If the relay cell is recognized but the relay command is not understood, the cell must be dropped and ignored. Its contents still count with respect to the digests and flow control windows, though.

Calculating the 'Digest' field

The 'Digest' field itself serves the purpose to check if a cell has been fully decrypted, that is, all onion layers have been removed. Having a single field, namely 'Recognized' is not sufficient, as outlined above.

When ENCRYPTING a relay cell, an implementation does the following:

# Encode the cell in binary (recognized and digest set to zero)
tmp = cmd + [0, 0] + stream_id + [0, 0, 0, 0] + length + data + padding

# Update the digest with the encoded data
digest_state = hash_update(digest_state, tmp)
digest = hash_calculate(digest_state)

# The encoded data is the same as above with the digest field not being
# zero anymore
encoded = cmd + [0, 0] + stream_id + digest[0..4] + length + data +

# Now we can encrypt the cell by adding the onion layers ...

When DECRYPTING a relay cell, an implementation does the following:

decrypted = decrypt(cell)

# Replace the digest field in decrypted by zeros
tmp = decrypted[0..5] + [0, 0, 0, 0] + decrypted[9..]

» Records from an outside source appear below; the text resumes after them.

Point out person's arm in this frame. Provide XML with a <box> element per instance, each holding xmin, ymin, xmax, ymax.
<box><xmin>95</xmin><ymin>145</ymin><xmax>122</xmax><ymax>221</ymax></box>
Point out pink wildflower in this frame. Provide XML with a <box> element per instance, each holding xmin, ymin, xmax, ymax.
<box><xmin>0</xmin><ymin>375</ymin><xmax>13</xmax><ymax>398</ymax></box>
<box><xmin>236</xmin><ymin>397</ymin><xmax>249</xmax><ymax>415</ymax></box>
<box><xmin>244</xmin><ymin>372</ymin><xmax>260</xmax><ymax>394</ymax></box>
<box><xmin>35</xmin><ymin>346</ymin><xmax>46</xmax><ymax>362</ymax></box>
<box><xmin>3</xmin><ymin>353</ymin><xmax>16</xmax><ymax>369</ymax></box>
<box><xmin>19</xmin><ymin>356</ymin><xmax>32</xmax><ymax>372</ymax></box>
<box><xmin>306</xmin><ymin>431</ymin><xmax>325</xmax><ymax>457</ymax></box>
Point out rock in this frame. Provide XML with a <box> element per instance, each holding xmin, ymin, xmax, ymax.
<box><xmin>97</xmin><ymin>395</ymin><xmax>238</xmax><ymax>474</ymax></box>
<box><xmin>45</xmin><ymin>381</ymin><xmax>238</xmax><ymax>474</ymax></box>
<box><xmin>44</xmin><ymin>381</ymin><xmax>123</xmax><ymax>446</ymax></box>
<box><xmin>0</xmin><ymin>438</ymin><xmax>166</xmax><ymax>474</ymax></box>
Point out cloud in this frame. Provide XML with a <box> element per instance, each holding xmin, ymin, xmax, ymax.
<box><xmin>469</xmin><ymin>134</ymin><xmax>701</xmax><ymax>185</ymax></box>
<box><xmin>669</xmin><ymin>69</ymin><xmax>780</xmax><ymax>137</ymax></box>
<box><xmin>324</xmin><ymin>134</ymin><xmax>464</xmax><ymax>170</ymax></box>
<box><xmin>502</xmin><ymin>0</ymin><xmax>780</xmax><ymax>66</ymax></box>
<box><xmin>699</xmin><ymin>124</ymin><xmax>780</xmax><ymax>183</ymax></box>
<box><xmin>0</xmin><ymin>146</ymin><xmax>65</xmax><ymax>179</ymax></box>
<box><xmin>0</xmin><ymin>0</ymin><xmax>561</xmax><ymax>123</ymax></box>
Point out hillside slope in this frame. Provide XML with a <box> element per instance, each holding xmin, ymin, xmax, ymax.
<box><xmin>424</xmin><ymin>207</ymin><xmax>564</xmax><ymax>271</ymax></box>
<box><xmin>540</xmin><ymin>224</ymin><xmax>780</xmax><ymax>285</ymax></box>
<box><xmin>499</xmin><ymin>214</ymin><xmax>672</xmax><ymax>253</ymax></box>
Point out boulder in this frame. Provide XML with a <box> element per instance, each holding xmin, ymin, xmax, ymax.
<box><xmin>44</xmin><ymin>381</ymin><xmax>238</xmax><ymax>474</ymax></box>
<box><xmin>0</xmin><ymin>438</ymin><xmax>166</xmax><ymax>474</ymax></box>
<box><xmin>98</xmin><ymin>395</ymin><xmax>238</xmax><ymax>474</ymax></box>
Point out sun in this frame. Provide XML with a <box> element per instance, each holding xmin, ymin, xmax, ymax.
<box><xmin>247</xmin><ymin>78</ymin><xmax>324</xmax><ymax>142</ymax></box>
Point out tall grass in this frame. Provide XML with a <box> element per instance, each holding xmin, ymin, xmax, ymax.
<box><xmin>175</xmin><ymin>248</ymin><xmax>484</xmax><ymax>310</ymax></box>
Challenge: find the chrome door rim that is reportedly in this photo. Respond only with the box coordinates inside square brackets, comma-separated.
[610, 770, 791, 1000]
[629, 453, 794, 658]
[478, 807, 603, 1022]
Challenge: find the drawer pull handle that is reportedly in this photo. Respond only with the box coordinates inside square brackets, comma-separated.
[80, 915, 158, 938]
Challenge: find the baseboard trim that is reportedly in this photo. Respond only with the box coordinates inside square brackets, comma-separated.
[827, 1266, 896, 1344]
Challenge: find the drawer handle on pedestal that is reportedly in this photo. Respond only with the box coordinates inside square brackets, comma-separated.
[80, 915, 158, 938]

# Update the digest field with the decrypted data and its digest field
# set to zero
digest_state = hash_update(digest_state, tmp)
digest = hash_calculate(digest_state)

if digest[0..4] == decrypted[5..9]
  # The cell has been fully decrypted ...

The caveat itself is that only the binary data with the digest bytes set to zero are being taken into account when calculating the running digest. The final plain-text cells (with the digest field set to its actual value) are not taken into the running digest.